Che il centrodestra non avrebbe votato Mattarella era più che prevedibile. Era quasi una certezza. Mattarella proviene infatti dalle fila della sinistra democristiana, cioè di quel pezzo di prima Repubblica con cui Berlusconi non ha mai avuto buoni rapporti, ed è stato nel ’90 tra i ministri dimessisi per protesta contro la legge Mammì, che spianò la strada alle televisioni del Cavaliere. Come se non bastasse, è stato anche, in anni successivi, ostile all’ingresso di Forza Italia nel partito popolare europeo: un «incubo irrazionale», ebbe a definirlo. Che dunque Renzi chieda ora a Berlusconi di votare Mattarella può avere un solo significato: che l’intesa col Cavaliere è arrivata, per lui, al capolinea.



Si può provare a capire perché: il Senato ha approvato l’Italicum. Manca ancora un passaggio parlamentare, ma alla Camera Renzi non ha bisogno dei voti di Forza Italia. Le riforme costituzionali (il Senato non elettivo) necessitano di un percorso più lungo, e da domani inevitabilmente più accidentato, ma non sono altrettanto decisive: non modificano il sistema politico tanto quanto la nuova legge elettorale. Il frutto più grosso del Patto è stato dunque già raccolto, grazie al premio di lista che conferisce al primo partito - cioè, al Pd – certezza di governare. Il Patto può rivelare così la sua natura leonina: la legge lo vieta, vieta cioè patti che vanno a vantaggio esclusivo di uno solo dei contraenti, ma la politica è un’altra cosa, segue altri percorsi. E lascia Berlusconi con un pugno di mosche in mano, mentre Renzi incassa prima la legge elettorale e, poi, un Presidente della Repubblica che è, ad un tempo: gradito al suo partito, che si ricompatta sul suo nome; gradito all’opinione pubblica della sinistra, che ne apprezza l’integrità morale; e dal profilo internazionale non particolarmente spiccato, e perciò non ingombrante per il Presidente del Consiglio.



Nel prendere questa strada, Renzi ha tenuto probabilmente conto anche di qualche altro elemento, emerso nel frattempo. Alcune clausole del Patto cominciavano a rivelarsi politicamente troppo onerose per lui: fosse o no contenuta nei segreti del Nazareno, l’approvazione, a dicembre, della norma fiscale che avrebbe estinto il reato per il quale Berlusconi è stato condannato ha messo per la prima volta in difficoltà il Presidente del Consiglio, che ha dovuto perciò rinviarla.

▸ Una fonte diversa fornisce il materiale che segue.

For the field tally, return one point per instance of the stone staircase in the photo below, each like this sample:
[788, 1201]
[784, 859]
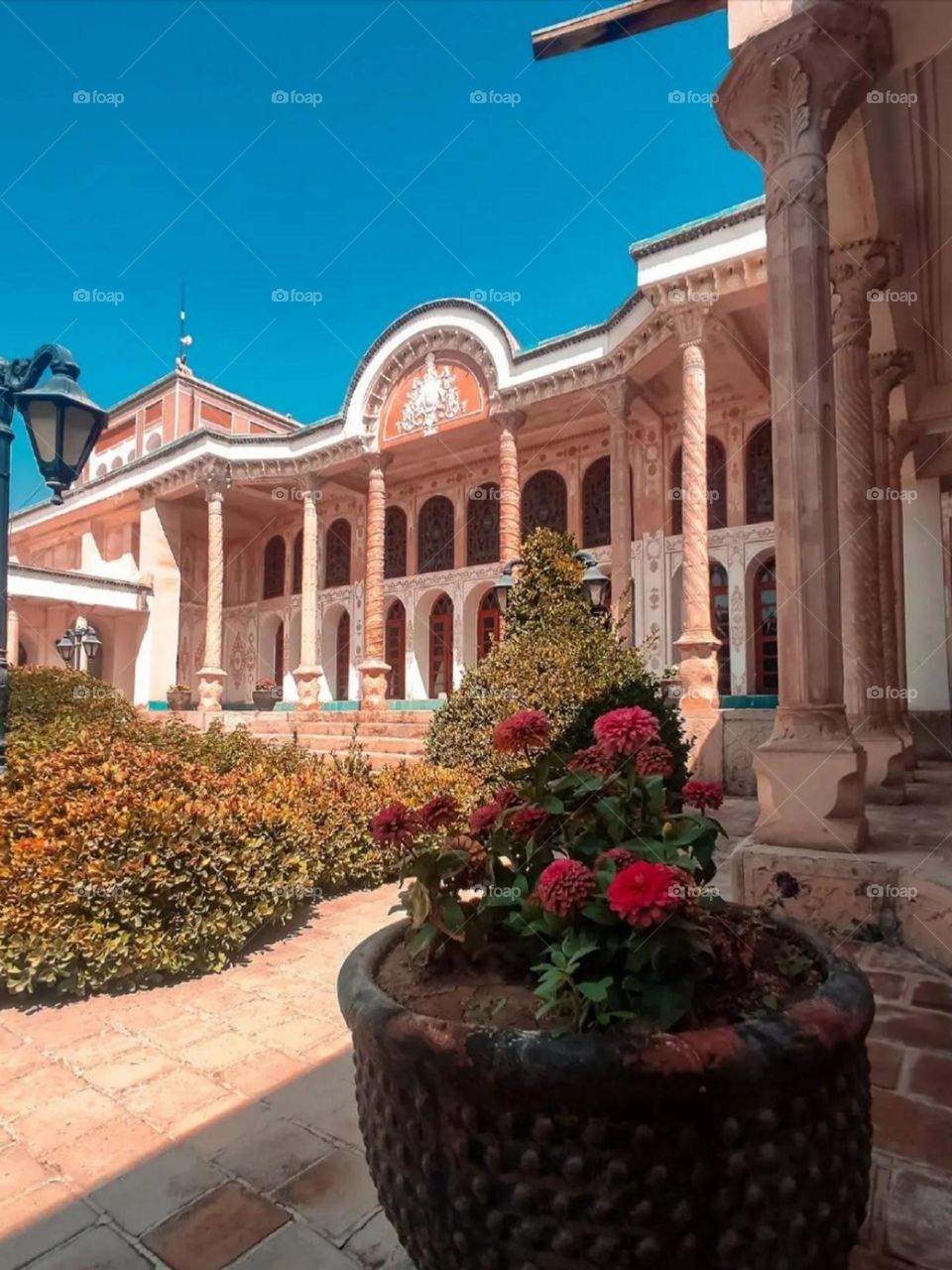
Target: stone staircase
[385, 735]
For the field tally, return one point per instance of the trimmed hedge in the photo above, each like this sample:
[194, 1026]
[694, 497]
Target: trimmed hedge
[556, 656]
[132, 849]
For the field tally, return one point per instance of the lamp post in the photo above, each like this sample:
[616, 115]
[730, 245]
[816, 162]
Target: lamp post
[62, 426]
[81, 638]
[593, 580]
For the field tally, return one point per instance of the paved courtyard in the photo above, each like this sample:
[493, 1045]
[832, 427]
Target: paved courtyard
[212, 1123]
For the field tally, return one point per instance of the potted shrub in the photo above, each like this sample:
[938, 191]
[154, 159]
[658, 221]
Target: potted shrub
[572, 1053]
[179, 697]
[266, 695]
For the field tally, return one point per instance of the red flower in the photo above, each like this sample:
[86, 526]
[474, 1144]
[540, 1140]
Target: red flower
[625, 731]
[484, 818]
[593, 760]
[527, 821]
[702, 794]
[655, 761]
[440, 813]
[395, 826]
[529, 729]
[565, 885]
[644, 894]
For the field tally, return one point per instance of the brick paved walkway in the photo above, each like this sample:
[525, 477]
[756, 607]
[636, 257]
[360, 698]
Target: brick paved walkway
[212, 1123]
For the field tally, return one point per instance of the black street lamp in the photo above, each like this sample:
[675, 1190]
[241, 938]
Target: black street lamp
[62, 426]
[593, 580]
[81, 638]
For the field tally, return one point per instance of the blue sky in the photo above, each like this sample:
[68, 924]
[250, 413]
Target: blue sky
[393, 190]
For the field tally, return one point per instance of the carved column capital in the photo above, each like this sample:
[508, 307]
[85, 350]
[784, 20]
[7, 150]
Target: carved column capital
[793, 86]
[887, 372]
[858, 271]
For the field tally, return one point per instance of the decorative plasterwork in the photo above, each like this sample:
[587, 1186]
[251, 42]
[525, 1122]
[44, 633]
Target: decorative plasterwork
[438, 339]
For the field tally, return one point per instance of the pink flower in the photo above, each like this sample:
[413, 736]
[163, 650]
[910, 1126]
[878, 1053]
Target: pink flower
[395, 826]
[644, 893]
[527, 821]
[625, 730]
[529, 729]
[565, 885]
[440, 813]
[484, 818]
[702, 794]
[593, 760]
[655, 761]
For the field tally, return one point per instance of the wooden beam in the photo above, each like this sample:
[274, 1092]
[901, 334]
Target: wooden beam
[631, 18]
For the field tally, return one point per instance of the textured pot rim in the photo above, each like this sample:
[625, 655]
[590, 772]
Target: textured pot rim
[838, 1014]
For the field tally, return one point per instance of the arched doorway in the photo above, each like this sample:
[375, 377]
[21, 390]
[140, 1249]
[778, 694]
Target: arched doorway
[721, 626]
[486, 624]
[766, 661]
[341, 668]
[395, 651]
[440, 679]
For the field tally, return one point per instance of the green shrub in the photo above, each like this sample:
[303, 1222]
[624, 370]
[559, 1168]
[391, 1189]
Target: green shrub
[556, 656]
[132, 849]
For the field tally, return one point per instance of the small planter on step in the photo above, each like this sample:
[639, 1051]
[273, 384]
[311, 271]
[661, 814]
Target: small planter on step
[267, 695]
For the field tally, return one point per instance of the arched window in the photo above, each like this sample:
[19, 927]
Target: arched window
[760, 474]
[544, 503]
[766, 663]
[434, 535]
[716, 486]
[483, 525]
[395, 651]
[440, 677]
[273, 568]
[336, 562]
[395, 543]
[486, 624]
[341, 668]
[298, 564]
[597, 503]
[721, 626]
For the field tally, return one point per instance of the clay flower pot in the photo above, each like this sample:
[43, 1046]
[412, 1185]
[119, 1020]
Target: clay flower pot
[733, 1148]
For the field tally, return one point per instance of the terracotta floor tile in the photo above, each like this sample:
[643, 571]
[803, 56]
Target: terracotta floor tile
[214, 1229]
[169, 1097]
[36, 1087]
[270, 1071]
[108, 1151]
[19, 1173]
[66, 1118]
[334, 1196]
[134, 1067]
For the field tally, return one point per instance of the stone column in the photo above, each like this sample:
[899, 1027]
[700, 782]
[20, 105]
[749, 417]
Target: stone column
[616, 398]
[211, 677]
[308, 674]
[509, 502]
[857, 270]
[697, 643]
[785, 96]
[888, 370]
[373, 670]
[13, 636]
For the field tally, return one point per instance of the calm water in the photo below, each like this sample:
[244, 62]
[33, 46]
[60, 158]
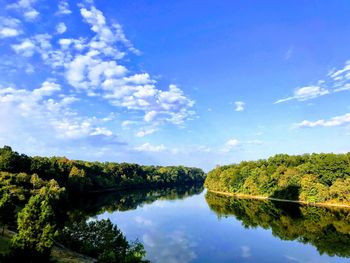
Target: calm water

Da domani, con la rottura del Patto, può anche sconfessarla del tutto. E cercare di recuperare quei consensi persi nelle ultime settimane, intercettando il vento che ha soffiato in Grecia, domenica scorsa, con la vittoria della sinistra di Tsipras. In Italia non c’è ancora nulla di paragonabile alla forza politica guidata dal nuovo, giovane leader greco. Ma ci sono i malumori della minoranza interna, c’è l’esigenza di farsi anche in Europa attori del cambiamento, e c’è soprattutto un voto grillino che può essere prosciugato, approfittando delle difficoltà strategiche in cui si dibatte il Movimento Cinque stelle, in costante emorragia di deputati.



Il calcolo è semplice: se Berlusconi ha dato quel che poteva dare, è ora la volta di recuperare i consensi rifugiatisi dalle parti di Grillo soprattutto per la mancanza di credibilità dell’offerta politica tradizionale. Ora però quella credibilità può essere riconquistata a colpi di risultati: Renzi porta in dote la nuova legge elettorale, e un pacchetto di riforme, a cominciare dal Jobs Act, che potrebbe dare i primi risultati nei prossimi mesi, approfittando anche dei timidi segnali di ripresa che cominciano a registrarsi. Infine, c’è il colpo da ko al Cavaliere, mai così in difficoltà come in queste giornate. Nel 2013, le elezioni del Quirinale misero sottosopra il partito democratico, spingendo Bersani alle dimissioni. Due anni dopo, possono ancora essere uno spartiacque decisivo per la politica italiana, ma la parte del soccombente tocca stavolta al Cavaliere, mentre Renzi si prende la parte del leone.